17. "That it is therefore equally in

vain to expect an effectual control over public-houses, or a termination of the wrongs inflicted on the owners of houses, on victuallers, and on the public at large, under the present licensing system-a system which is proved to be all-impotent for good purposes, and all powerful for bad ones-erecting a despotic control over the comforts, the property, and the rights of the subject, which is anomalous in the constitutional government of this country, and which is believed to be unknown in any other.
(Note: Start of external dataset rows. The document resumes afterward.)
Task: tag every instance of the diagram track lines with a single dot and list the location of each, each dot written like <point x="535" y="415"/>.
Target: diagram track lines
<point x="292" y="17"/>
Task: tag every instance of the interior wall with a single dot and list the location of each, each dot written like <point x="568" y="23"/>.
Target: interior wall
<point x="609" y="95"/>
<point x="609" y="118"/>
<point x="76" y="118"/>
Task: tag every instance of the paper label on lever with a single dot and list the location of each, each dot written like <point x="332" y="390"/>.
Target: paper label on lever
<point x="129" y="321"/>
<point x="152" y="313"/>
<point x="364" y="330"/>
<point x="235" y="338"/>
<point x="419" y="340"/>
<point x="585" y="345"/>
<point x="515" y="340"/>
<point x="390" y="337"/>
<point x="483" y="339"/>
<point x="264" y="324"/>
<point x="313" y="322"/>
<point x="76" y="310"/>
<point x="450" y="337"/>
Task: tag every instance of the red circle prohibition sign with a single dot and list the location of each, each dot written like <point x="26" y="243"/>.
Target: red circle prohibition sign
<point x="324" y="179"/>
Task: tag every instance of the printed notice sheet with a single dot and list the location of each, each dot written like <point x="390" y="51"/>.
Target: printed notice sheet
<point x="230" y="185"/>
18. "That to produce a remedy, it is necessary for the magistrate's power to be removed from the patronage of the trade of victualling, to the correction of the disorders which sometimes arise out of it-from the exercise of their own uncontrollable wills, to the administration of legislative rules, equally applicable and extending to all, and in which the penalties are proportioned to the offences, and are operative immediately.

19. "That in as far as it is deemed expedient to restrict the number of publichouses, that end will be most fairly and beneficially accomplished by imposing a large duty on the licence to open any new house, thus diverting the value of the restriction from the pockets of the licensejobbers to the uses of the state.

20. "That with a large duty imposed on leave to open a new house, and due means provided for immediately stopping a trade conducted in a disorderly manner, no persen would risk the capital necessary to establish a new trade, unless he could do it upon safe grounds, and therefore no good reason can be advanced against restoring to the public the benefit of a free competition, and to victuallers the common rights of their countrymen-namely, the liberty to carry on their trade in such places as they find most eligible (not being locally offensive) and to purchase their goods of such manufacturers as offer to supply them on the best terms.

"Your petitioners humbly submit the above propositions to the wisdom and paternal care of your honourable House, in the hope that your honourable House may restore to the public generally the right of a free trade in beer, and to the victualler in particular the protection of laws, instead of the wills of individuals, subject to such legislative regulations for the trade as shall be deemed conducive to the public welfare.-And your Petitioners will ever pray, &c."